Applying for custody rights or visitation rights for children in the wake of a divorce or legal separation

Parental authority is the set of rights and obligations conferred on the mother and father over their minor child's person and possessions in order to safeguard the child's health, safety and moral well-being. It is the corollary to the right and duty of custody, supervision and education.

Whilst custody, therefore, is one of the component parts of parental authority and is exercised, in principle, by the 2 married parents, this is no longer true in the case of a divorce or legal separation.

In that case, it must be determined which of the 2 divorced/separated parents will have custody and which will only have visitation rights (and accommodation – i.e. having the child/children stay overnight).

Who is concerned

Couples in the process of divorce or legal separation and who have one or more children together.

How to proceed

Custody rights

Custody rights are always sought during divorce or legal separation proceedings duly brought before the competent court.

Thus, the application for custody rights is ancillary to the divorce or legal separation proceedings, and is filed by a lawyer of the Court before the civil court. Even during the divorce or separation proceedings, one of the spouses may request provisional measures on the right of custody and visitation before the judge in chambers.

The main criterion is the children’s best interest, which means that, in considering the measures to be taken, the judge should only be guided by the greater good of the children.

The judge must consider only what is best for the children in terms of their lifestyle, development, education, future, happiness and balance.

In principle, the children should remain in the home environment to which they are accustomed, provided it is stable, healthy and normal. In most cases, judges tend to award custody of children to the mother, rather than the father, especially if the children are of a young age.

In regard to the setting of custody rights, the judge may ask the child's/children's opinion, but that opinion should not unduly sway the decision. Before making the decision, the judge often orders an investigation into the family's circumstances (enquête sociale), which may be with or without the parties' consent. Regardless of which parent is awarded custody of the children, both parents retain the right to oversee their children's maintenance and upbringing, and are obliged to contribute to them to an extent commensurate with their capabilities.

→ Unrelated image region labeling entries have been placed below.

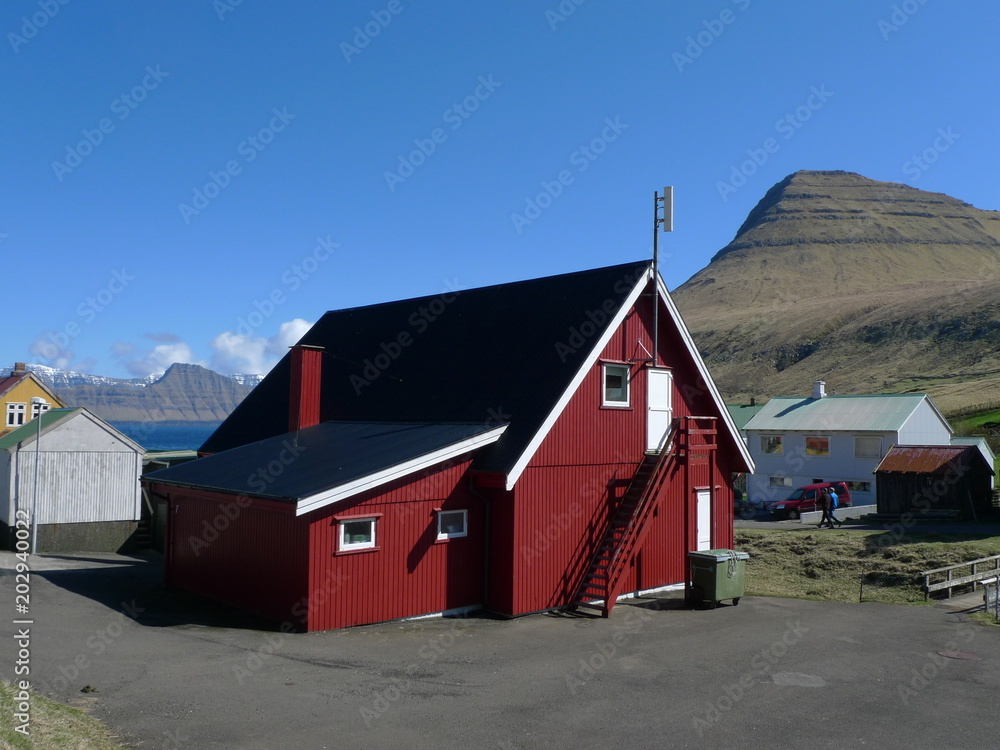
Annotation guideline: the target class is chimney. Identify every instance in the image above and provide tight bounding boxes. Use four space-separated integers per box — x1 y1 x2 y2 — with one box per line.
288 344 323 432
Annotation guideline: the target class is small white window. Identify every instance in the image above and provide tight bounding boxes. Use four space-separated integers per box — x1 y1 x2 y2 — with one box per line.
340 518 376 552
602 365 628 406
7 404 28 427
806 437 830 456
438 510 469 539
760 435 782 456
854 437 882 458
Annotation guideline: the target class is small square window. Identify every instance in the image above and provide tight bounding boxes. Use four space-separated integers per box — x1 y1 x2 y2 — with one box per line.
806 437 830 456
603 365 629 406
340 518 376 552
7 404 28 427
760 435 782 456
854 437 882 458
438 510 469 539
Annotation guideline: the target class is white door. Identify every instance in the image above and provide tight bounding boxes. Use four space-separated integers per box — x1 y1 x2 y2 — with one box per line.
698 490 712 550
646 369 674 451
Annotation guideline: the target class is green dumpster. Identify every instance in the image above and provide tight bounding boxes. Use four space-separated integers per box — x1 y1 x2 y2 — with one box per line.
688 549 750 609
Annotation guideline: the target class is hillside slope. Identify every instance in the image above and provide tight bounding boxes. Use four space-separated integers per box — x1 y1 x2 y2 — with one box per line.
672 171 1000 409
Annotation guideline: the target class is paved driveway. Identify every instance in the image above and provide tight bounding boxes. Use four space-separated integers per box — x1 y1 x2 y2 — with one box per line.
0 553 1000 750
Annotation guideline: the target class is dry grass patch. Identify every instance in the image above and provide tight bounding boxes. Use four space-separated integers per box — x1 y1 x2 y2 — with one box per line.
736 529 1000 604
0 681 125 750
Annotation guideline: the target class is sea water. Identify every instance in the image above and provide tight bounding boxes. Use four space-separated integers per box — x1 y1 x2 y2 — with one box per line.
110 422 221 451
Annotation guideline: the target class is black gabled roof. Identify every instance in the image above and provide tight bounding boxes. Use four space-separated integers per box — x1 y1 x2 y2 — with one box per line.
201 261 650 472
142 421 508 502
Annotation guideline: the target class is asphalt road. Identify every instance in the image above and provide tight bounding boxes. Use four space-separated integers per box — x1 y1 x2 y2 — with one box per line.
0 553 1000 750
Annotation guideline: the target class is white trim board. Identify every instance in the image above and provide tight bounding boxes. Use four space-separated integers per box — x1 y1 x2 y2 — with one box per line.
295 425 507 516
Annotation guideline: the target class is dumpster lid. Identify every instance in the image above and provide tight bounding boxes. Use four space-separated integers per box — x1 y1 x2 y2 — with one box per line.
688 549 750 560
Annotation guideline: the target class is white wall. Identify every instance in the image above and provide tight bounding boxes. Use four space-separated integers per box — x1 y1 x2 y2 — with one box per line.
899 399 951 445
747 430 897 505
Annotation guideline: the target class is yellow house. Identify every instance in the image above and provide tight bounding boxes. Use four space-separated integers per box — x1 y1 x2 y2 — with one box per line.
0 362 66 435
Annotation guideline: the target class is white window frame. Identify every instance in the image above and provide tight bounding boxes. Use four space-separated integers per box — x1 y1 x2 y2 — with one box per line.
760 435 785 456
337 516 378 552
803 435 833 458
601 362 632 409
7 401 28 427
854 435 882 458
438 508 469 541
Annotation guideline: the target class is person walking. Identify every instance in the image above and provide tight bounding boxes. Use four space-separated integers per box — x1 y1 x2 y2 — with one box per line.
819 487 833 529
830 484 844 529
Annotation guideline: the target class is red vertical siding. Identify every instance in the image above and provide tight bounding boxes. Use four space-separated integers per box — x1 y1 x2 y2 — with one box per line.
161 488 308 629
305 459 485 630
504 282 735 614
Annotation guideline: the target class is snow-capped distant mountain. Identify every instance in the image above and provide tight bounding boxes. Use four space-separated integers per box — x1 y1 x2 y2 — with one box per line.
229 372 264 388
17 364 264 388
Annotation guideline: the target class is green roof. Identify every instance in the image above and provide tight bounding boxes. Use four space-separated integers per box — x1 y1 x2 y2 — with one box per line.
726 404 764 430
0 406 80 450
745 393 947 432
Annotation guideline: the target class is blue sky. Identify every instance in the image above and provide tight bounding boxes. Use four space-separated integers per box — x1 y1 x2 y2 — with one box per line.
0 0 1000 377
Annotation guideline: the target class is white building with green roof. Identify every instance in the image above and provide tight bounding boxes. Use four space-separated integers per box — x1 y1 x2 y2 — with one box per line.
0 407 143 552
745 381 953 505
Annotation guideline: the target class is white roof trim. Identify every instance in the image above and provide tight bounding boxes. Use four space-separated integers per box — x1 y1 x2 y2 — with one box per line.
656 277 756 474
506 269 653 492
295 425 507 516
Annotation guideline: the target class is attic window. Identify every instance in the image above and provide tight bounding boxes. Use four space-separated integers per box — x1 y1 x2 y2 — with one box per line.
438 510 469 539
339 518 377 552
601 364 629 406
7 404 28 427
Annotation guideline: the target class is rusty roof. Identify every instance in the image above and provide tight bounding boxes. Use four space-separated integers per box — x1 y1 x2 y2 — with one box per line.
875 445 993 474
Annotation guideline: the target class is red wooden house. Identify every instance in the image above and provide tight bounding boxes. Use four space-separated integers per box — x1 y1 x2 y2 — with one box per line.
144 262 752 630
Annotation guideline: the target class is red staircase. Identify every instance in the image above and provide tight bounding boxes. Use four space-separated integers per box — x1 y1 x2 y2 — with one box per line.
570 417 716 617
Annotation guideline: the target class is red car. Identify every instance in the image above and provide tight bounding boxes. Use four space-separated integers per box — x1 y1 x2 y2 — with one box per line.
771 482 851 519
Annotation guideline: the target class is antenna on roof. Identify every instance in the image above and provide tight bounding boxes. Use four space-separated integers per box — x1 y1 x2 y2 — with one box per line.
653 185 674 367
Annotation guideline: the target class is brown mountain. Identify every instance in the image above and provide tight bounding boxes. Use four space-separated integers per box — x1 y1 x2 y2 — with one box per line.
672 171 1000 409
56 364 251 422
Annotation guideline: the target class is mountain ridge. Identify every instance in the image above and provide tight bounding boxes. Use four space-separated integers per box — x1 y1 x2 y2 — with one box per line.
672 171 1000 409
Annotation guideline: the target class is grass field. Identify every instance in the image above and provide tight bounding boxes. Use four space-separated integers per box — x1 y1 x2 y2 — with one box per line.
0 682 125 750
736 529 1000 604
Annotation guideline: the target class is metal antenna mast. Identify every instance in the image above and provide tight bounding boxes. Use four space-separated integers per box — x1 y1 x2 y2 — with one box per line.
653 185 674 367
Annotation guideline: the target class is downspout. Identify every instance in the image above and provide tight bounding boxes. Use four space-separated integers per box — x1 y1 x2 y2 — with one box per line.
469 473 493 611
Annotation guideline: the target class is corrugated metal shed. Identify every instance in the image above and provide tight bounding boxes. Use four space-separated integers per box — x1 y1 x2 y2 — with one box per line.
875 445 992 474
745 393 927 432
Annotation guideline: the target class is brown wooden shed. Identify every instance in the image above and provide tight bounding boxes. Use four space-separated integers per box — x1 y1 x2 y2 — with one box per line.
875 445 993 519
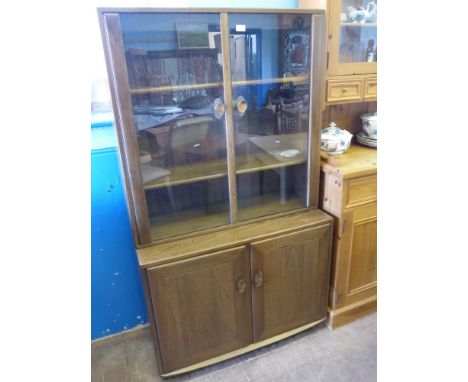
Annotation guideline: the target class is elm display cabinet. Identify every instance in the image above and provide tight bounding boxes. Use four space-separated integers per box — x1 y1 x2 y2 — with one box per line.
98 8 332 376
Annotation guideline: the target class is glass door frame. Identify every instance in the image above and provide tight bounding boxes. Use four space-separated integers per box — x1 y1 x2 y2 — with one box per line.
98 8 325 248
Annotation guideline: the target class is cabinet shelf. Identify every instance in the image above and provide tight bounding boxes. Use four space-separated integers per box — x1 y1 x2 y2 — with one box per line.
151 195 304 240
144 153 306 191
130 76 309 94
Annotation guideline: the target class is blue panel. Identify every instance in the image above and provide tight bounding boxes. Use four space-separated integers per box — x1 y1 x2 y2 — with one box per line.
91 149 147 339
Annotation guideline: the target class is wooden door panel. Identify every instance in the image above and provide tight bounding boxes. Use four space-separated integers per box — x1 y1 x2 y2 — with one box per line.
348 218 377 294
335 203 377 307
148 247 252 373
251 225 330 342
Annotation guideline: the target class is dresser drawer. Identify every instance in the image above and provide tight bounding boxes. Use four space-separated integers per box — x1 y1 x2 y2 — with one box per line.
364 78 377 101
345 175 377 208
327 80 362 102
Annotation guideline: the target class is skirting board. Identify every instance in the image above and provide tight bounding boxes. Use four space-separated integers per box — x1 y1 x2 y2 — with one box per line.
326 296 377 329
161 317 327 377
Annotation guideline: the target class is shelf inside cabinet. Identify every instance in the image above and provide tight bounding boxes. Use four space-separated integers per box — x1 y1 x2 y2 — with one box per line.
144 153 306 191
232 75 309 86
130 82 223 94
130 76 309 94
341 23 377 28
151 195 304 240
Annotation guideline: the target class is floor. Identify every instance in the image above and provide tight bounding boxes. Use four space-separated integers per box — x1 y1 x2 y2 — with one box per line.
91 313 377 382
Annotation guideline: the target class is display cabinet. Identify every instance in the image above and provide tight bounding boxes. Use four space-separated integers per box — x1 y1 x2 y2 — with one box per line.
99 8 332 376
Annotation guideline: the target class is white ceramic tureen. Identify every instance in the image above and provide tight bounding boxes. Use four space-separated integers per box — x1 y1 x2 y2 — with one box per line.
320 122 353 155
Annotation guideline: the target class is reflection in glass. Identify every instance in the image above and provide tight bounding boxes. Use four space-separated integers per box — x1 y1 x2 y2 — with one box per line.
229 14 310 220
120 13 229 240
340 0 377 62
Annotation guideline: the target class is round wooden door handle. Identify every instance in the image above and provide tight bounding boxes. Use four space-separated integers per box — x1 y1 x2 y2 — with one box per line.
254 270 263 288
236 276 247 293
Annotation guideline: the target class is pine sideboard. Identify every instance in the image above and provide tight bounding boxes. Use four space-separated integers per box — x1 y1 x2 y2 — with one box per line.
320 145 377 328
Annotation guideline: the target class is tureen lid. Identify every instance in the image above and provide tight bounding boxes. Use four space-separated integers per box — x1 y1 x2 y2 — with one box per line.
322 122 353 139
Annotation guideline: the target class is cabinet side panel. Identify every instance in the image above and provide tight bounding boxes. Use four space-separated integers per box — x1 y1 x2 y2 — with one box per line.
307 15 325 208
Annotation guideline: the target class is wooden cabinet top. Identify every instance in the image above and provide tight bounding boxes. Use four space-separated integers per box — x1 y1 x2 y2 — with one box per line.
137 209 331 268
320 145 377 178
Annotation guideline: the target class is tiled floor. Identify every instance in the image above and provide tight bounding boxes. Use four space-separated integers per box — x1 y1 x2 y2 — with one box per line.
92 314 377 382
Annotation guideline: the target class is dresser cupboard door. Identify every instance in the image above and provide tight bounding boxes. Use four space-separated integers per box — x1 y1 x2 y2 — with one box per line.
251 225 330 342
148 247 252 373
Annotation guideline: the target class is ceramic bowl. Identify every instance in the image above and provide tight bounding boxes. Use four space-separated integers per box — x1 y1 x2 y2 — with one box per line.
320 122 353 155
361 113 377 139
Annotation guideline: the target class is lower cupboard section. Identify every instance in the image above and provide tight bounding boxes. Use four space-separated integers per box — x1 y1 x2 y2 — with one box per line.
146 222 331 375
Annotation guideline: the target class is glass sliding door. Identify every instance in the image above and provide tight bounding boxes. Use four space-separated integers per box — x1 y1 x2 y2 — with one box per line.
229 13 311 221
120 13 229 240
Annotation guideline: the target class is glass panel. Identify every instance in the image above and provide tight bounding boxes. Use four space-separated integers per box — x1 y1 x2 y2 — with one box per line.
229 14 310 220
120 13 229 240
340 0 377 62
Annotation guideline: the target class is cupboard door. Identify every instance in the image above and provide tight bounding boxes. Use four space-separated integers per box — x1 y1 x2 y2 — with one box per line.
229 13 312 221
148 247 252 373
337 203 377 306
251 225 330 342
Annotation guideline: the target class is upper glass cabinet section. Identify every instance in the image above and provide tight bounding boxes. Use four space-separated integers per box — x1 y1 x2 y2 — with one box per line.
229 14 311 220
120 13 229 240
100 8 325 245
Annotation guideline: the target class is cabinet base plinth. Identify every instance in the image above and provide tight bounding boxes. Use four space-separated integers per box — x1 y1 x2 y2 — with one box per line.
161 317 327 377
326 296 377 329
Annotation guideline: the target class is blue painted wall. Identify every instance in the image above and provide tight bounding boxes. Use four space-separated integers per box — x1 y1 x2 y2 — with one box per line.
91 0 298 339
91 144 147 339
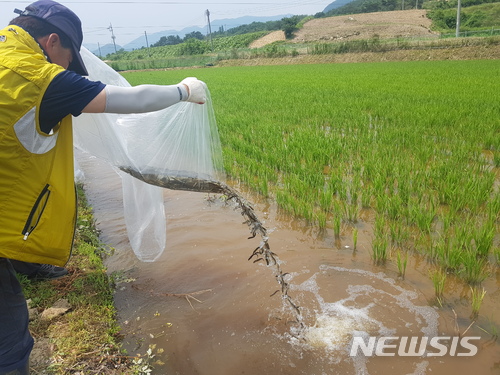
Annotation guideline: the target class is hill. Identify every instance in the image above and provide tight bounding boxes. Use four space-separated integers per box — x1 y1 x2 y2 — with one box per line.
293 9 435 43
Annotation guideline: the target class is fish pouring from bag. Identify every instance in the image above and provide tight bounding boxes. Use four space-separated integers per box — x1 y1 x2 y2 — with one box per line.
119 167 306 340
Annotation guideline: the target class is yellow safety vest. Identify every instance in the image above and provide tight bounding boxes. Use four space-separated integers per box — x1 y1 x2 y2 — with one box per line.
0 25 76 266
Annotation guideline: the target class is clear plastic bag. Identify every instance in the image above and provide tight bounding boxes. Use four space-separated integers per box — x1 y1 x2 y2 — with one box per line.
74 47 224 262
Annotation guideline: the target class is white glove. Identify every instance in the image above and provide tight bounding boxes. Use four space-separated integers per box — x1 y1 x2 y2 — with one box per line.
181 77 207 104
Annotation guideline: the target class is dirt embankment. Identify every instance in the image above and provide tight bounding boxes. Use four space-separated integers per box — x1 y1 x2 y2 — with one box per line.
292 9 437 43
232 9 500 66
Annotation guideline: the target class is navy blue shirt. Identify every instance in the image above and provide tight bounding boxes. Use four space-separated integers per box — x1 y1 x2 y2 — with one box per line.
40 70 106 134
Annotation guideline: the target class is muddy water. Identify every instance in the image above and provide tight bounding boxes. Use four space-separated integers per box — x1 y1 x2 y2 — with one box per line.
80 156 500 375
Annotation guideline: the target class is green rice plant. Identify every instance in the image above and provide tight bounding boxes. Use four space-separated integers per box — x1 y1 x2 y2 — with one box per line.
470 287 486 319
396 250 408 279
460 249 489 285
431 268 446 305
389 221 410 248
409 198 437 233
352 228 358 250
493 247 500 266
430 237 463 272
372 236 388 265
123 60 500 279
473 220 495 258
333 215 342 238
316 211 327 229
343 202 359 223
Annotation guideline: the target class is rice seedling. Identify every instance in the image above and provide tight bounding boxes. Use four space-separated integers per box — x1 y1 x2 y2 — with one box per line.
460 249 489 285
396 250 408 279
372 235 388 265
124 60 500 292
431 268 446 305
470 287 486 319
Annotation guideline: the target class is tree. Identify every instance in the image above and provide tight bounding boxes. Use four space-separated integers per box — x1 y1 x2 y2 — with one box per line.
281 16 300 39
184 31 205 42
151 35 182 47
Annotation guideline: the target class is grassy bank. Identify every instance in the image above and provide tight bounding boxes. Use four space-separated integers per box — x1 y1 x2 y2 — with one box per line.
20 186 148 374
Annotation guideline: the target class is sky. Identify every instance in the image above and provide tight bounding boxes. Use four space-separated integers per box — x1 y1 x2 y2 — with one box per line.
0 0 333 46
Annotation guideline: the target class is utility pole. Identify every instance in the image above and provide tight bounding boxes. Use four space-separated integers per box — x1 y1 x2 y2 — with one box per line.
205 9 214 52
144 30 151 57
108 23 116 53
455 0 462 38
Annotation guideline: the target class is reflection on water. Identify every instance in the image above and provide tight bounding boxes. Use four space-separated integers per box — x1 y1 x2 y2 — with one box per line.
80 152 500 375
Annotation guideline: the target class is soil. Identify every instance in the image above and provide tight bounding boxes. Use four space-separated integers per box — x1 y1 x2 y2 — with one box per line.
230 9 500 66
292 9 438 43
250 9 438 48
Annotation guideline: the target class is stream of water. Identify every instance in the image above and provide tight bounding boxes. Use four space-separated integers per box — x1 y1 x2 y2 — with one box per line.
79 155 500 375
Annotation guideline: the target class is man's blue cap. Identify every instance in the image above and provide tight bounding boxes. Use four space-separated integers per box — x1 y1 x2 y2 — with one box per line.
14 0 88 76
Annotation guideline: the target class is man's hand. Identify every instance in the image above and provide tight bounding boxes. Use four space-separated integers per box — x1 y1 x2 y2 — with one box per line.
181 77 207 104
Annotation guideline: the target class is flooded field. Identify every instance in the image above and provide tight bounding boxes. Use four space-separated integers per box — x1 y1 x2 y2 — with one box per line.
79 151 500 375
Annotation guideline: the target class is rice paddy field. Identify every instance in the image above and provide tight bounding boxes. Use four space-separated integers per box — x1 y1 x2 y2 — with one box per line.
123 60 500 315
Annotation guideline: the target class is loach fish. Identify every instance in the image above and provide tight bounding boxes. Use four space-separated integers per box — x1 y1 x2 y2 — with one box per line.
119 167 305 339
118 167 229 194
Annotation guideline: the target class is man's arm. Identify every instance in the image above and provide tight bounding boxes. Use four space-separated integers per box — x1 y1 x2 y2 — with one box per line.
82 78 206 113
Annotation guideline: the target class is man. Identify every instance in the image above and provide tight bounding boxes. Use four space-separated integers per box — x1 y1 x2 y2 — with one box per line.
0 0 206 375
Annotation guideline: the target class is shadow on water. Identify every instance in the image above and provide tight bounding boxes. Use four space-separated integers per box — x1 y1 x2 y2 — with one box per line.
79 156 500 375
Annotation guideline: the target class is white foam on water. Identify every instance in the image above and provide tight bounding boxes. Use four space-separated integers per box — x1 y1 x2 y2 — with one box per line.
284 265 439 374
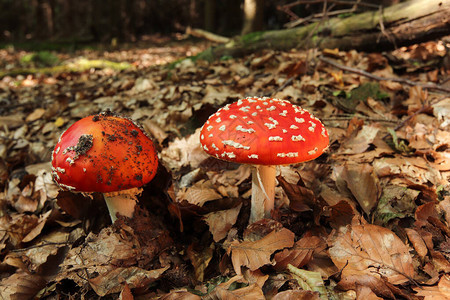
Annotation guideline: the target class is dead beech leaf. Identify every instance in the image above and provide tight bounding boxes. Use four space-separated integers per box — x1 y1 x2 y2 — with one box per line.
337 274 396 299
356 285 382 300
158 291 202 300
89 266 169 297
405 228 428 259
277 175 316 212
0 271 46 299
202 275 266 300
329 219 414 284
228 228 295 274
341 164 380 214
274 236 327 271
177 180 222 207
342 125 380 154
272 290 320 300
205 203 242 243
22 210 52 243
118 283 134 300
414 274 450 300
186 243 214 282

Visitation and accommodation rights

Visitation and accommodation rights are granted to whichever of the parents has not been awarded custody.

Visitation rights entail meeting the child and spending either a day or a weekend with them. Accommodation rights—which are closely linked to visitation rights—entitle parents to have the child stay at their home for a longer period of time (e.g., for a part of the school holidays).

N.B.: Failure to abide by the court ruling, and more specifically, failure to respect the other parent's visitation right, is a criminal offence ( délit de non-représentation d’enfant – failure to return the child). For this reason, it is the responsibility of the parent who has custody to ensure that the child respects the other parent's visitation rights, and goes to the other parent's home.

Very frequently, judges set the workings of the visitation and accommodation rights as follows: every second weekend (e.g. from Friday evening, 18:00, to Sunday evening 18:00), and for half the length of the school holidays. However, other options are available, particularly if circumstances warrant it (e.g., if one of the parents is a shift worker).

In any case, visitation and accommodation rights are natural rights which cannot be denied to parents who were not awarded custody of their child. Nonetheless, in exceptionally serious circumstances, and if it is in the child's/children's best interests, the visitation and accommodation rights may be suspended, or even revoked, until further notice. Such might be the case if the parent with visitation rights is clearly incapable of taking care of the child (for instance, if the parent is an alcoholic).

In the case of a divorce by mutual consent, the spouses must agree on the terms of custody and visitation rights, and set those terms in writing in the divorce agreement.

It should be noted that grandparents may claim visitation rights as well. Indeed, without very serious reasons, the parents may not stand in the way of the child's personal relationship with their grandparents. However, the visitation rights awarded to grandparents are not in the same proportions as those awarded to parents.

When the decision on the awarding of custody has to be enacted abroad, that decision must be legally recognised in the foreign country in question. In principle, such recognition is obtained by exequatur, with the assistance of a lawyer.

Depending on the best interests of the child, the custody and visitation and accommodation arrangements may be altered at any time. One of the parents needs only apply to the judge in guardianship matters (or the divorce judge, if the divorce proceedings are still ongoing). However, the reasons cited must be sufficiently serious to justify such a change, especially if the petition is to remove custody from one of the parents and assign it to the other. These reasons could include severe psychological problems or alcoholism on the part of the parent with custody, which prevent them from taking care of the child normally. Similarly, if the parent with custody decides to move a long way away, which would suddenly take the children out of their natural environment (their school, their friends, etc.), they might lose the right of custody to the other parent.